Now THAT would be one giant breath of fresh air.
The Brady property was almost a straight across trade for industrial lands near the freeway until the Chamber got in the way.
Mesa County WCC board worked to facilitate a trade, the city was involved and willing to deal, the county was not involved. Brady was willing and reasonable costs were being discussed. Then the Chamber decided to get involved.

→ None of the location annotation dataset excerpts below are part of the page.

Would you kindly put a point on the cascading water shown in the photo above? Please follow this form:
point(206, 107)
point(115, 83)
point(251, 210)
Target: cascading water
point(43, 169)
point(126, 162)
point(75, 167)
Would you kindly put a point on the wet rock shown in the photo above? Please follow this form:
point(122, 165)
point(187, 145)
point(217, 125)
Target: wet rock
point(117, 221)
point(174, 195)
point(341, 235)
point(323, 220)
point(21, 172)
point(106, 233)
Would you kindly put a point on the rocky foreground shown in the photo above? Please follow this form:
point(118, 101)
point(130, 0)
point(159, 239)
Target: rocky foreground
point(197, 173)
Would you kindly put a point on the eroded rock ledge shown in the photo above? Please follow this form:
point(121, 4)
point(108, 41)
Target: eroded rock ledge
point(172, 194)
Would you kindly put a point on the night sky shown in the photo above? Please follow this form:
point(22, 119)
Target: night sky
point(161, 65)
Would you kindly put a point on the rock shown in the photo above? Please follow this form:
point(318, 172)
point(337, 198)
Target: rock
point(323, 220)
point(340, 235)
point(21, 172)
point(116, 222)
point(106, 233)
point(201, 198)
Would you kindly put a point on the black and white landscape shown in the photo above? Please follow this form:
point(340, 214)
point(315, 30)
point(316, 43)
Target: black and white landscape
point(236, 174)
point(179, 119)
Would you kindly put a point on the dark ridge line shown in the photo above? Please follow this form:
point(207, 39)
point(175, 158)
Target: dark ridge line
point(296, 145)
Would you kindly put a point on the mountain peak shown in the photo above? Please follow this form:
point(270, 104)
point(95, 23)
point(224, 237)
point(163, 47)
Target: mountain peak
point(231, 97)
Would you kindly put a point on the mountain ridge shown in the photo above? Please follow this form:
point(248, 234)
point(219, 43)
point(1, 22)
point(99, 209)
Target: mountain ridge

We ran out of time to work the deal and the public never got a chance to know about the trade. Schwenke and the Chamber literally hijacked the process. Brady has now become a business victim of the Chamber’s poor business understanding called “common sense.” They pushed Brady into thinking the trade was a “private property” issue. Brady would have saved thousands of dollars having quick and immediate access to the freeway, instead of having to thread their way through residential areas to get to the freeway to reach their job sites.
When is this county going to figure out that the “Chamber” is not a local advocate? This Chamber is a waste of money for all businesses, even oil and gas as the Brady issue proved.